# SolusVM update - 1.16 - Security and Features!



## MartinD (Aug 4, 2014)

Just released this morning - also includes a security issue so they're advising people update as soon as possible!

http://docs.solusvm.com/release_versions_stable#section11600



> Security
> 
> 
> This release contains security updates as instructed in an external audit conducted by Rack911.
> ...


----------



## setupvps (Aug 4, 2014)

Wow someone there woke up looks that way as Virtualizor start kick there ass


----------



## lbft (Aug 4, 2014)

setupvps said:


> Wow someone there woke up looks that way as Virtualizor start kick there ass


What? 

I'm no fan of Solus or their, er, interesting security track record, but on what planet are Virtualizor "start kick there ass"? Off the top of my head I can think of one Virtualizor-based offer I've seen in recent memory.


----------



## KuJoe (Aug 4, 2014)

Did they add Central Backups and I missed it? I didn't see it in the Change Log.



> Next we have the replacement for Central Backup. As many of you know this was planned for v1.14 but got put on the back burner for a future release. Well it’s time to get back on track
> 
> 
> 
> ...


http://blog.soluslabs.com/2014/04/13/what-to-expect-from-solusvm-v1-16/


----------



## MartinD (Aug 4, 2014)

Could also search for "migrating to solus from virtualizor" because the amount of folk doing it is lol


----------



## SkylarM (Aug 4, 2014)

I like the part where I add the IPv6 subnet and it doesn't actually add it and tries to take me to my most recent block that I added (which was IPv4). Makes me wonder if they tested an upgraded Solus Master, or just did a fresh install and said "YEP IT WORKS" and called it a day. Hoping they fix it quickly.

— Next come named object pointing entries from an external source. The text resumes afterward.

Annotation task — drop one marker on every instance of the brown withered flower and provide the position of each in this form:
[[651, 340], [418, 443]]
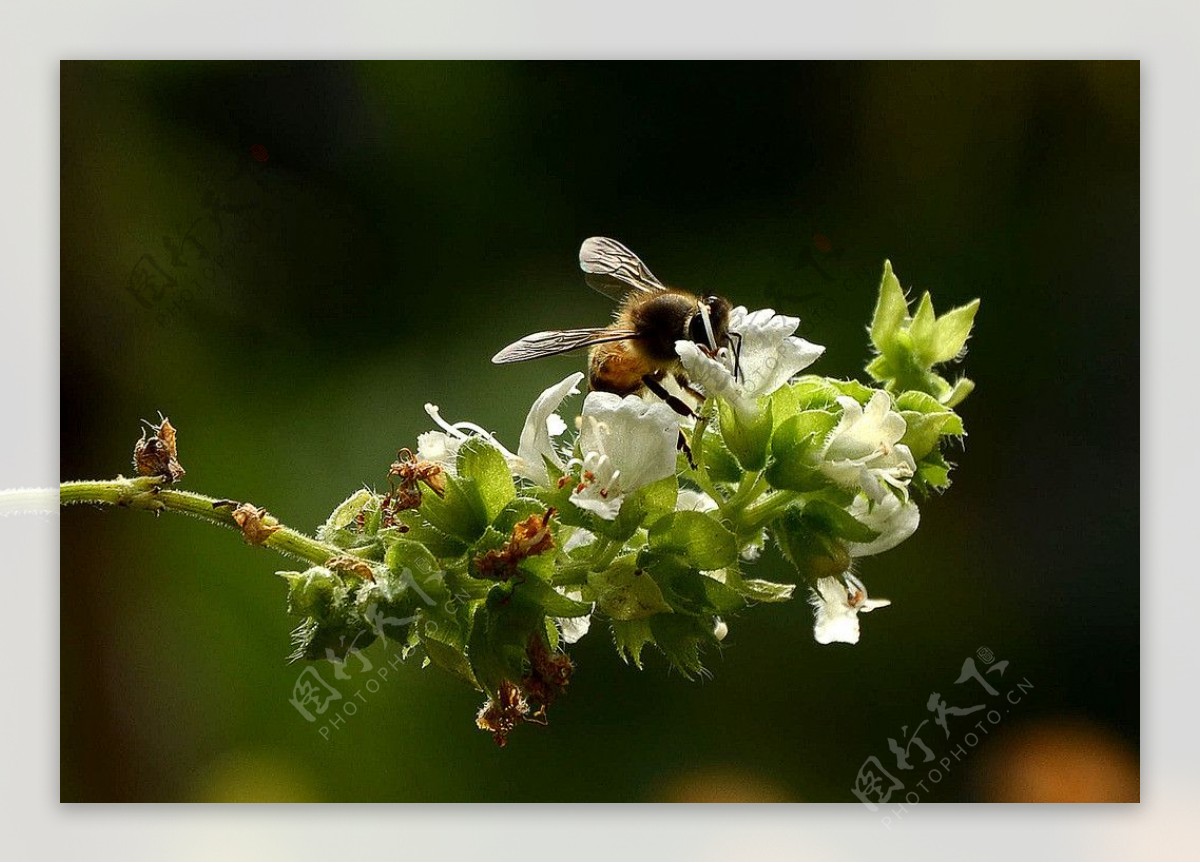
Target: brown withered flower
[[529, 537], [257, 525], [549, 675], [406, 475], [157, 455], [501, 714]]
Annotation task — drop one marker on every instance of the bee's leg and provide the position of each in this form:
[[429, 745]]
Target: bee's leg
[[654, 384], [685, 384], [687, 450]]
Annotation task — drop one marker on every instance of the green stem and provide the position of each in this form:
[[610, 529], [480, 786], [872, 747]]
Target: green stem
[[147, 493], [697, 453], [757, 516]]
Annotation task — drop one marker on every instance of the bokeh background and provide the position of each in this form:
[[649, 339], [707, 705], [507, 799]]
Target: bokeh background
[[289, 259]]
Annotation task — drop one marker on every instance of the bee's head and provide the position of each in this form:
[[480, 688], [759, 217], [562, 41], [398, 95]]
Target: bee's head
[[709, 324]]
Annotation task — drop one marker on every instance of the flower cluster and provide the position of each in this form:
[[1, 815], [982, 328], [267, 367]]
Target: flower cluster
[[491, 561]]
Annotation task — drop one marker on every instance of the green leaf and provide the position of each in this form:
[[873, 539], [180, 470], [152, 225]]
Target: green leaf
[[340, 527], [696, 537], [537, 592], [449, 658], [759, 591], [747, 437], [811, 549], [891, 311], [951, 333], [630, 636], [481, 462], [461, 513], [624, 592], [796, 447], [923, 431], [963, 388], [838, 522], [719, 461], [681, 636], [921, 330], [642, 507]]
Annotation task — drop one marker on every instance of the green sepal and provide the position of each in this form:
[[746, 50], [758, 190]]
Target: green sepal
[[810, 547], [642, 507], [461, 514], [838, 522], [625, 592], [630, 636], [891, 311], [340, 527], [483, 463], [796, 447], [679, 637], [499, 635], [747, 437], [760, 591], [695, 537]]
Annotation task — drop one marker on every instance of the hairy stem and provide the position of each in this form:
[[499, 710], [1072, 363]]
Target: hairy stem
[[148, 493]]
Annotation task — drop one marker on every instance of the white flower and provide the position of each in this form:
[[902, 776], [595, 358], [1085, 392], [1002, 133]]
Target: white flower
[[537, 437], [838, 600], [895, 520], [627, 443], [573, 628], [865, 448], [543, 425], [769, 355]]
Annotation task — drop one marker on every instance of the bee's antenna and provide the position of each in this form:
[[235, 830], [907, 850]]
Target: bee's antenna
[[708, 324]]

Edit: Forcing an upcp does appear to resolve this.


----------



## Steven (Aug 4, 2014)

It is very important that you update to this release


----------



## Steven (Aug 4, 2014)

setupvps said:


> Wow someone there woke up looks that way as Virtualizor start kick there ass


Given that the frontend to virtualizor runs php as root I wouldn't say virtualizor is that great to begin with. Any commend injection exploit or sqli could grant root access to the node.


----------



## Hxxx (Aug 4, 2014)

Was this a private audit by Rack911 or the excellent public service and contribution they usually perform?


----------



## George_Fusioned (Aug 4, 2014)

I believe that SolusVM is starting to move in the right direction.


----------



## Francisco (Aug 4, 2014)

Steven said:


> It is very important that you update to this release


Did they pass $_GET to a setuid binary again?

Francisco


----------



## Francisco (Aug 5, 2014)

So after talking to someone that pushed this update out I gotta say the way they handle the

IPV6 subnets is hilariously bad.

I've looked through the screenshots and they don't even make sense.






Why not just have a 'start' and 'finish' field and mark what the bitmask is for the entire thing?

Then just add whatever subnets of X size are between it all.

EDIT - That's not even the biggest issue with what they did. There's some huge, glaring,

issues that I'll not even discuss in here just to see how long it'll take for them to

address it.

Francisco


----------